Big Blue wirbt um das Vertrauen der Entwickler

IBM will groesseres Augenmerk auf das Produkt-Marketing legen

03.05.1996

Nach der Erfolglosigkeit des Power-PCs, dem Ende der RISC- Version von OS/2 und der nur geringen Praesenz im Kampf um Internet-Standards sah sich Big Blue genoetigt, um das Vertrauen der Entwickler zu werben. Selbstkritisch bestaetigte Gian Carlo Bisone, General Manager fuer das Software-Marketing, die weitverbreitete Einschaetzung, dass es der IBM weniger an der Qualitaet der Produkte, sondern an deren guter Vermarktung mangle (siehe Interview auf Seite 9). Der vor einem halben Jahr von Compaq zu Big Blue gewechselte Italiener fungierte als offizieller Gastgeber, was wohl den Willen des weltgroessten IT-Konzerns symbolisieren sollte, seine Produkte besser im Markt durchzusetzen.

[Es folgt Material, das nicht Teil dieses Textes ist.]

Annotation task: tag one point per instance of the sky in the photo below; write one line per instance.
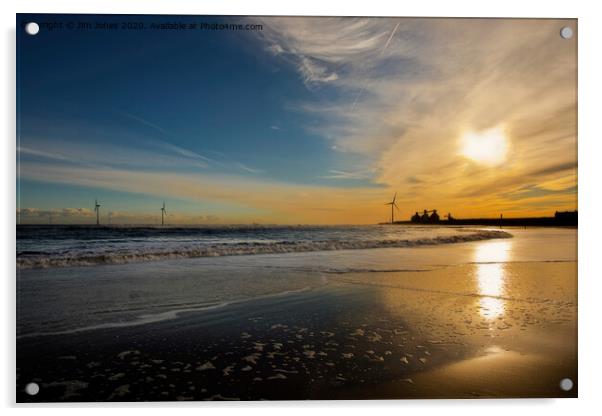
(298, 121)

Nachdem die Umstrukturierung von Big Blue seit dem Beginn der Aera Louis Gerstner immer wieder vom Versprechen begleitet war, flexibler auf die Herausforderungen des Marktes zu reagieren, rief die neuerliche Ankuendigung bei den Teilnehmern Skepsis oder nur zurueckhaltende Zustimmung hervor. Schliesslich gab es genug Anzeichen dafuer, dass der alte IBM-Geist nicht so schnell totzukriegen ist. So erging sich ausgerechnet der General Manager der Internet-Abteilung, Irving Wladawski-Berger, in Gemeinplaetzen ueber die aktuellen Umwaelzungen im IT-Geschaeft.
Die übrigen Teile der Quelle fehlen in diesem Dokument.